When my family first went to Africa in 1957, the only way to get to Southern Rhodesia was to sail from New York harbor, across the Atlantic Ocean, around the Cape of Good Hope, to the port of Beira in Mozambique on the southeast coast of the continent. The voyage took thirty-one days. When we wanted to call our family in the States at Christmas, we had to make a reservation weeks in advance with the international operator and then pass the phone around quickly so everyone could speak in the three minutes we were given to talk. What news we got from family came by mail that arrived two weeks after it was written.
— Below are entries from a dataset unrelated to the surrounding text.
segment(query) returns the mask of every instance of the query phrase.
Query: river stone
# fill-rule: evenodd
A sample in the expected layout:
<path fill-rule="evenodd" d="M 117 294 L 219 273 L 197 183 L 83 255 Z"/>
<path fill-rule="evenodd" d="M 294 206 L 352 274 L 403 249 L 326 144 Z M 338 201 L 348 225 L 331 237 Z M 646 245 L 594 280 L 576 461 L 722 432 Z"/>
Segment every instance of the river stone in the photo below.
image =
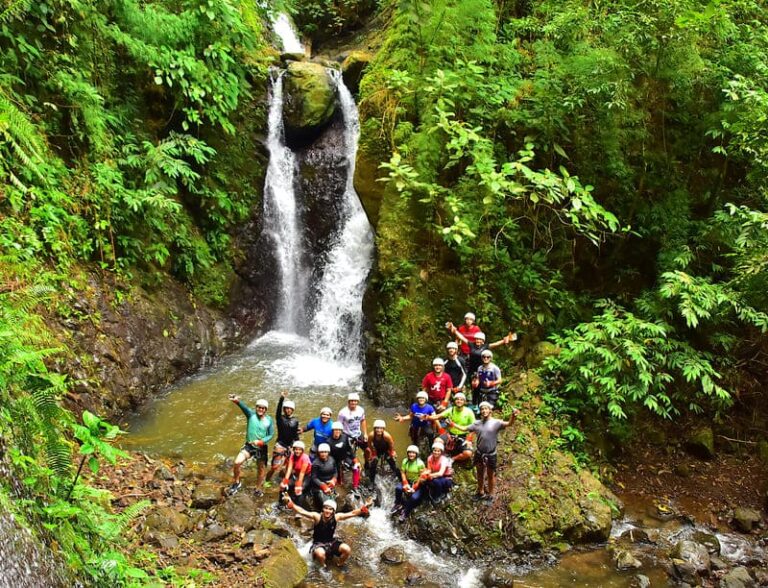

By the time we came back to America for our first leave four years later, we could fly and be back in Texas in just a few days. Tonight I can read any African newspaper I want with the click of a mouse. I love that I get the chance to make contact with those of you who read this blog – and particularly with those who comment – and I’m aware that it is more than “only” connecting because how we connect is also important. Many use pseudonyms for their online identities. Some reply anonymously or without a way to respond other than in the comment box. I love that I can look at the map on Stat Counter and find readers from Singapore to Seattle; I even had one from Azerbaijan. I love reading the blogs of people with whom I share some “cyberintimacy” because I want to see what the next chapter in the story is. My world is wider because of this blog. And Lisa Else has a point: the value of the connection is only as good as the community it creates. We are treading new ground here. No one before us in human history has had the capacity to get so much information so instantly and in such volume. When I log on to AOL to check my email, I’m often presented with a “news” page that juxtaposes things like “Three hundred killed in car bombing” with “Man breaks hot dog eating record,” as though the two stories deserve equal consideration.
It can’t be as easy as “only connect.”
It isn’t. Listen to Forster one more time:
Only connect! That was the whole of her sermon. Only connect the prose and the passion, and both will be exalted, and human love will be seen at its height. Live in fragments no longer.
The endless stream of the twenty-four hour news channels tells one story, shows another in a smaller window, and ticks another across the bottom of the screen, fragmenting both our world and us. Margaret’s sermon was to connect head and heart, heart and hands, passion and prose, faith and action, thoughtfulness and intentionality, patience and urgency so that life feels like something other than a centrifuge.
We are paradoxically blessed to live in a time when we can know what is happening around the world. These are days of wonder and days of incredible responsibility. “From everyone who has been given much, much will be demanded;” Jesus said, “and from the one who has been entrusted with much, much more will be asked” (Luke 12:48). I ‘m still floundering trying to figure out what knowing about the situation in Darfur means for my life. What I’m learning is I’m missing an important connection if I think of it in terms of my life or my response alone. It is in the connections that “human love will be seen at its height” – connections I find in family, in church, and here on this blog that help pull the fragments together.
Peace,
Milton
It’s interesting to me that after the initial honeymoon push of finding ALL THESE PEOPLE writing ALL THESE BLOGS, my “blogworld” consists of a very manageable collection of folks. I cannot imagine a day that I do not “connect” with Jayne, Mary, Julie, Milton, Annie, Ginger, Katie or Joe – and I truly care. It is community of an odd sort, but it’s very real to me…
My world is wider, too, and I find it to be very good community, indeed.
It does redefine what connection means. I now have people I care about and pray for and even communicate with away from the blogs whom I have never seen and, in some cases, don’t even know their real names, yet I feel an affinity that goes beyond casual. We have yet to understand the ramifications of all of it.